Sunday, May 13, 2007

Hears From Daughter Who Was Kidnapped 12 Years Ago

1910

PITTSBURGH, Nov. 2. — A letter in the mail of Francis E. Fairman, a notary, with offices in the Frick building, deeply interested him, but when he reached the bottom of the first page he leaped from his chair and shouted "My daughter. Thank heaven I have heard from her at last — the first time in twelve years since she was kidnapped from me."

In a few days the kidnapped girl, Edith May Fairman, aged 19, now a trained nurse in Norwalk, Conn., will come here to live with her father and brother.
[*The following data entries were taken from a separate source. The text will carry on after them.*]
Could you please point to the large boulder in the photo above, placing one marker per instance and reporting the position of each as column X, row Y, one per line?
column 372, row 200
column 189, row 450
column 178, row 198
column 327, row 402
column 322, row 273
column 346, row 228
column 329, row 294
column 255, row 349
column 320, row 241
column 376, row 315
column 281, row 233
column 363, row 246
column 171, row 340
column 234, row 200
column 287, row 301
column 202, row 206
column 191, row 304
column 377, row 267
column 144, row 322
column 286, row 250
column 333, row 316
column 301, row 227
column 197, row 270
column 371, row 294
When Fairman recovered his composure he said:

"Twelve years ago I was a prosperous business man in Brooklyn, N. Y. One day I went home from my office to find my wife had disappeared. She was tired of me, she said in a letter several months later. A month after she left I went to St. Louis, where I stayed six months as an engineer in the employ of the United States army. Then I returned to Brooklyn.

"One evening several weeks afterward I returned home from my office to find that my daughter had disappeared. Several months later a letter, dated at a town in Nova Scotia, demanded $10,000 for her return home. I didn't have that amount of money, so I went to Nova Scotia to see if I could find my daughter. I made five trips before I found her.

"Trains run only once a week from the little town where I recovered my daughter and while we waited at a hotel I allowed her to attend school. The first day she went to school she didn't return to me, and I haven't seen her since."

—New Castle News, New Castle, PA, Nov. 2, 1910, p. 6.